Economic data yesterday showed that business investment in durable goods has fallen sharply; the housing market continues to languish, and consumer spending has contracted at its fastest rate for seven years. Meanwhile, the upscale retailer Tiffany & Co painted a gloomy outlook for the holiday shopping season, which kicks off in earnest tomorrow after Thanksgiving.

The new Economic Recovery Advisory Board will draw members from academia and business as well as from government, Mr Obama said. "Sometimes policy-making in Washington can become a little bit too ingrown, a little bit too insular," he added. "The walls of the echo chamber can sometimes keep out fresh voices and new ways of thinking."

It was Mr Obama's third announcement in as many days, aimed at reassuring markets that there is no power vacuum or policy drought during the long transition between presidents.

Austan Goolsbee, the University of Chicago economist who is Mr Obama's longest-serving economic adviser, will also serve on the board, which will be charged with coming up with ideas to pull the US economy out of its funk. Wall Street is currently predicting GDP will contract by between 3 per cent and 5 per cent in the fourth quarter of this year, its worst performance in at least a quarter of a century.

Orders for durable goods – expensive home appliances and capital equipment for businesses – fell at an annualised rate of 6.2 per cent in October, harder than Wall Street had been predicting. The decline was the third monthly fall in a row, coming on the heels of a decline of 0.2 per cent in September – a revised figure, which compared to an earlier calculation that showed a gain.

Particularly gloomy for the economy, the Commerce department's report showed that nervous businesses have been scaling back their investment. Orders for non-defence capital goods excluding aircraft, watched by economists as the best proxy of business spending, plunged by 4.0 per cent, on top of a 3.3 per cent drop in September.

Unemployment claims fell a little last week, but remain at high levels. The number of people claiming benefits for more than one week fell 54,000 to 3,962,000, but the month-long average is still at a 25-year high.

Reflecting increased job insecurity and the falling housing market, consumer spending fell 1.0 per cent last month, according to a separate survey.
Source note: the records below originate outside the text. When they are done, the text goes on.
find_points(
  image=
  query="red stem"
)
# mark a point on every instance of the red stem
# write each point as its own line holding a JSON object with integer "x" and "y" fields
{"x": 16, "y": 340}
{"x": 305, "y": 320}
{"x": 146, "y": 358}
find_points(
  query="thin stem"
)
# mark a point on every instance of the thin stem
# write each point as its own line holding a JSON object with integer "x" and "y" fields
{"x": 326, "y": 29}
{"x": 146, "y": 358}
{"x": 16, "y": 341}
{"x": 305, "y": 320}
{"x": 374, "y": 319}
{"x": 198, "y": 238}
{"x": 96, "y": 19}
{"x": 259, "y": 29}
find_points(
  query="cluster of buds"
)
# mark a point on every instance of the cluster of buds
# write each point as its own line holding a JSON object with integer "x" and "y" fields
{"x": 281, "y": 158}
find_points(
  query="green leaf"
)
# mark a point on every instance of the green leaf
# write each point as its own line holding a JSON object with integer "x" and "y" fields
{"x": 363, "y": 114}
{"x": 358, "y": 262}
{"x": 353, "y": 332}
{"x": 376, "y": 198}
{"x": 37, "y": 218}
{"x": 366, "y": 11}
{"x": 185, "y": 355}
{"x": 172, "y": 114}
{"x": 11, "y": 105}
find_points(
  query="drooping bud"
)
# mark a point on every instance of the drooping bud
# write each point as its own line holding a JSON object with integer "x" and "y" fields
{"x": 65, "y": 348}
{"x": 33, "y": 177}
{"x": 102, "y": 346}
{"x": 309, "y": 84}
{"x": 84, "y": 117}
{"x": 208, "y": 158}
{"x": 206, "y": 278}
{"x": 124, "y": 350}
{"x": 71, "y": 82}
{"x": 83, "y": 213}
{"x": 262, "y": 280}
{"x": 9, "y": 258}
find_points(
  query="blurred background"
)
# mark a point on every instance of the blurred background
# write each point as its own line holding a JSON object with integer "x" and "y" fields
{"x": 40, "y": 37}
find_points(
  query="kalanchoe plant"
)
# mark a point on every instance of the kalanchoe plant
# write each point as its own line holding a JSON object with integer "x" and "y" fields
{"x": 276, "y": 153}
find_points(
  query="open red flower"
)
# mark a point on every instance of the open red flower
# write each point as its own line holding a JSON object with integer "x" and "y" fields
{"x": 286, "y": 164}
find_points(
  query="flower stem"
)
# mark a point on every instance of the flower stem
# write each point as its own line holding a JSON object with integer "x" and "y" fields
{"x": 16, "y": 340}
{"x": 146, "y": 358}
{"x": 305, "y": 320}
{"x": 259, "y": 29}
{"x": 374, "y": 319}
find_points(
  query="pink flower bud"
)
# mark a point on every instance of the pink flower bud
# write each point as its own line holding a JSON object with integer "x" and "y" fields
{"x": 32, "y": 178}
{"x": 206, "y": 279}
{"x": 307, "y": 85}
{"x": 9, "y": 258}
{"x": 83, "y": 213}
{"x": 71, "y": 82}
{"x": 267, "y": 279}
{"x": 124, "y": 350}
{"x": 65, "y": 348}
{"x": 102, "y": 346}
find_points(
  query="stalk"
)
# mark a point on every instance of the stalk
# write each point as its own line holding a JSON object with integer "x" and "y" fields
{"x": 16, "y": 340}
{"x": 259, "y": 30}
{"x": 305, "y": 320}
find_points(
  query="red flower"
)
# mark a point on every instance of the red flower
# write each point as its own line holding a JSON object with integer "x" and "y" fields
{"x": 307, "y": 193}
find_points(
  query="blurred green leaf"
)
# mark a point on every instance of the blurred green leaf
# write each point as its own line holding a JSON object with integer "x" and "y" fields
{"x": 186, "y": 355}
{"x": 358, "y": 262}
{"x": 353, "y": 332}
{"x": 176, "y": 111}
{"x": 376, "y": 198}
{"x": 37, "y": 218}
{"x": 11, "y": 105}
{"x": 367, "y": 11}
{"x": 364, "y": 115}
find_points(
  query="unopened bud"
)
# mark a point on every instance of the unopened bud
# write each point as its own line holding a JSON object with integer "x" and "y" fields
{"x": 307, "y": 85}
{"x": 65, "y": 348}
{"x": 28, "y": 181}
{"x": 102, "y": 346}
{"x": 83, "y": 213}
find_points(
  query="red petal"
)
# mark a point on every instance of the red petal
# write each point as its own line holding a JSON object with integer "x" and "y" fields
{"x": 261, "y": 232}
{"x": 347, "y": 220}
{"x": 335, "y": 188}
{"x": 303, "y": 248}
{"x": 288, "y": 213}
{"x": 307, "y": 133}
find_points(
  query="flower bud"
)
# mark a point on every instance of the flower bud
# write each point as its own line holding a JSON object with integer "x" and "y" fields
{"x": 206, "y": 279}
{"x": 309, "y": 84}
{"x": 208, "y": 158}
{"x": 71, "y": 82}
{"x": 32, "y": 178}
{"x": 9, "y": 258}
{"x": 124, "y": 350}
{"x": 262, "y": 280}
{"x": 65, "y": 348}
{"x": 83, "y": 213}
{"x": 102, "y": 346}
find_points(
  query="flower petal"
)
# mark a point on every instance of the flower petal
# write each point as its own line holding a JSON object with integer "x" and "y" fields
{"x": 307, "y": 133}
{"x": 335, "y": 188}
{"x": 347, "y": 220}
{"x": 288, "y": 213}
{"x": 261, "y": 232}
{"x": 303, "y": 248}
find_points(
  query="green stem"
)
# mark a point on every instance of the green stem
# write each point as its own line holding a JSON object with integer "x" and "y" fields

And new home sales data showed transactions at a 17-year low, down a further 5.3 per cent in October, with a backlog of properties that would take 11.1 months to clear at the current rate. These figures, too, were worse than economists predicted. They reflect the hit to buyer confidence caused by September's financial panic, and the continued dearth of affordable mortgage offers as a result of the credit crisis. Optimists, though, pointed to the sharp decline in mortgage rates that continued yesterday, a day after the Federal Reserve announced it would spend $600bn buying mortgage-related securities in the secondary market.